The building that was rented at Port Antonio for a laboratory had, in the basement, a photographer’s dark-room, which was of great service to Conant in his experiments.

The experiments on Aurelia, in 1897, were also performed at Port Antonio, between August 6th and 9th. The experiments on Cassiopœa were probably made at Port Antonio, where specimens were occasionally obtained.

The notes on Aurelia and Polyclonia, in 1896, were taken at Port Henderson, between May 12th and June 27th.

In his notes Conant speaks of Polyclonia and Cassiopœa. It is at present undetermined whether he really had both forms or whether he uses the two names for the same form. It seems likely that in 1896 he thought the form to be Polyclonia, while for some reason, in 1897, he supposed it to be Cassiopœa. I have examined several specimens of these medusæ brought from Port Antonio and find that they all have twelve marginal bodies and twenty-four radial canals, according to which ([V, Haeckel’s System]), they should be Polyclonia. Conant, however, speaks of removing sixteen marginal bodies, which seems to indicate that he had Cassiopœa. A careful classification of this form of medusæ found about Jamaica seems to be a desideratum. I suppose, however, that for our purpose in this paper it will make little difference which name is used, the two forms being so similar in form and structure. I have, therefore, decided to retain both the names used by Conant.

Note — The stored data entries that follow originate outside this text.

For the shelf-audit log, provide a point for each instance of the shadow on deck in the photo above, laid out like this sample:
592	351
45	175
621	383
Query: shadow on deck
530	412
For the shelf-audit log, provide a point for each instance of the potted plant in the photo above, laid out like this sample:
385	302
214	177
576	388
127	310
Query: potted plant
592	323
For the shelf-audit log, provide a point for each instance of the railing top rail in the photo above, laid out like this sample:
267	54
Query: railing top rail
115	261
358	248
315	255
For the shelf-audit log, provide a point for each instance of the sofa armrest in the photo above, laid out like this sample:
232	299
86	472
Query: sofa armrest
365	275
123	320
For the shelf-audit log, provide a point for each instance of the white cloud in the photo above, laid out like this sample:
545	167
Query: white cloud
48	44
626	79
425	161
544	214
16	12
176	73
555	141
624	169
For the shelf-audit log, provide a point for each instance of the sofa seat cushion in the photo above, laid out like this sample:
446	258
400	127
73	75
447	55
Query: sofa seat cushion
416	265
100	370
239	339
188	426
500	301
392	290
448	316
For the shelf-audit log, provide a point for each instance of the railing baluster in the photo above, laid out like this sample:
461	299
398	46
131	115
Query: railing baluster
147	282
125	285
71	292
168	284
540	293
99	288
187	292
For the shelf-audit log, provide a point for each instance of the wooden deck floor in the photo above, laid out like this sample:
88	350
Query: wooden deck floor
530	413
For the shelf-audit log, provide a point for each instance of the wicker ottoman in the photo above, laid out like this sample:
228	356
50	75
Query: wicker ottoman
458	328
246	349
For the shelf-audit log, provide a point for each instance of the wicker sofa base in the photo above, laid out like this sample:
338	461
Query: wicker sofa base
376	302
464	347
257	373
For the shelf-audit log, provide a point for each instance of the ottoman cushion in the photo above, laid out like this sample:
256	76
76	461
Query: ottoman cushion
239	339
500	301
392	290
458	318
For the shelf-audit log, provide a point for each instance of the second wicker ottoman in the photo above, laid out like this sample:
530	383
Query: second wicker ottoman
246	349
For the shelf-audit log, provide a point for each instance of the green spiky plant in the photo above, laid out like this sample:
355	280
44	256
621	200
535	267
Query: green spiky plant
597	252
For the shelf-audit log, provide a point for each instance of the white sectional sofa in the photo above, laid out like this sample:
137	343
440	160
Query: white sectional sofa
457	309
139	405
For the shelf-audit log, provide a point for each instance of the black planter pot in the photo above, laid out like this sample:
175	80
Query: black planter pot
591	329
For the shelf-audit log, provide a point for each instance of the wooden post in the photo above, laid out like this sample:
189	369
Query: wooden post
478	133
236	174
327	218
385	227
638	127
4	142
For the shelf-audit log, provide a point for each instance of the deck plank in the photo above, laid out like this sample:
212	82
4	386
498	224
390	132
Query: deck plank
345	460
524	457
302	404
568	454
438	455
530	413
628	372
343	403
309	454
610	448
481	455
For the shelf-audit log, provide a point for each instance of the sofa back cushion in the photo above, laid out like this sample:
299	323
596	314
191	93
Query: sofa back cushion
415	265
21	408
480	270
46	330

For the complete anatomy of Charybdea the reader is referred to Dr. Conant’s dissertation, “The Cubomedusæ” ([8b]), or the Johns Hopkins University Circulars ([8a]), both published by the Johns Hopkins Press. But, for the convenience of those who may be less familiar with Cubomedusan anatomy, the following brief summary of the anatomy of Charybdea is given:

The Cubomedusæ, as the name implies, approximate cubes, with their tentacles (four in Charybdea) arranged at the four corners of the lower face of the cube. These tentacles are said to lie in the interradii. Half way between any two points of attachment of the pedalia (the basal portions of the tentacles) and a little above the margin of the bell (cube), in a niche, hang the sensory clubs, one on each side, four in all. Each sensory club hangs in a niche of the exumbrella and is attached by a small peduncle whose axial canal is in connection with one of the four stomach-pockets and in the club proper forms an ampulla-like enlargement.

Each club is said to lie in a perradius, and, like the tentacles, belongs to the subumbrella. This is shown by the course of the vascular lamellæ, bands of cells that, stretching through the jelly from the endoderm to the ectoderm all around the margin, form the line of division between sub- and exumbrella.

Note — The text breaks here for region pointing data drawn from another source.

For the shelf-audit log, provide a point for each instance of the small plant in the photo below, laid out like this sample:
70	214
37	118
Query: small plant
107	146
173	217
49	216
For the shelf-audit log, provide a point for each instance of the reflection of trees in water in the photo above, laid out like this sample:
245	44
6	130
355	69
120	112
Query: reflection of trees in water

Each club has six eyes. Two of these on the middle line of the club facing inwards are called the proximal and distal complex eyes, to distinguish them from the four simple eyes that are disposed laterally, two on each side of the line of the two complex eyes. All of these eyes look inwards into the bell cavity through a thin transparent membrane of the subumbrella. Besides the eyes and the ampulla already mentioned, a concretion fills the lowermost part of the club, and a group of large cells, having a network-like structure and called network cells by Conant, fill the uppermost part of the club between the proximal complex eye and the attachment of the club to its peduncle ([Plate II, Fig. 13]). What is evidently nerve tissue, fibers and ganglion cells, fills the rest of the club, with two groups of large ganglion cells disposed laterally from the network cells. A sensory (flagellate) epithelium covers the club.

Most Cubomedusæ, among them Charybdea, have a velarium (comparable to the velum of the Hydromedusæ), a membrane of tissue that extends inwards at right angles all around the margin. This velarium, like a velum, has a central opening through which the water is expelled from the bell-cavity when the animal pulsates. In the perradii and in the angle between the velarium and the body wall, are the frenula, which give support to the velarium much like brackets support a shelf, except that here the brackets are above the shelf instead of below.

In the upper part of the bell is the stomach, with the phacelli in its interradii, and continued ventrally into the manubrium, or the proboscis. The cavity of the stomach is continued in the perradii through the four gastric ostia into the four stomach pockets, which occupy the sides of the bell and extend to the margin. Immediately below the gastric ostia, and in the bell cavity, are the suspensoria, one in each perradius. These support the floor of the stomach much as the frenula support the velarium, except that the suspensoria are placed under the shelf (to continue Conant’s figure) and not above it as are the frenula.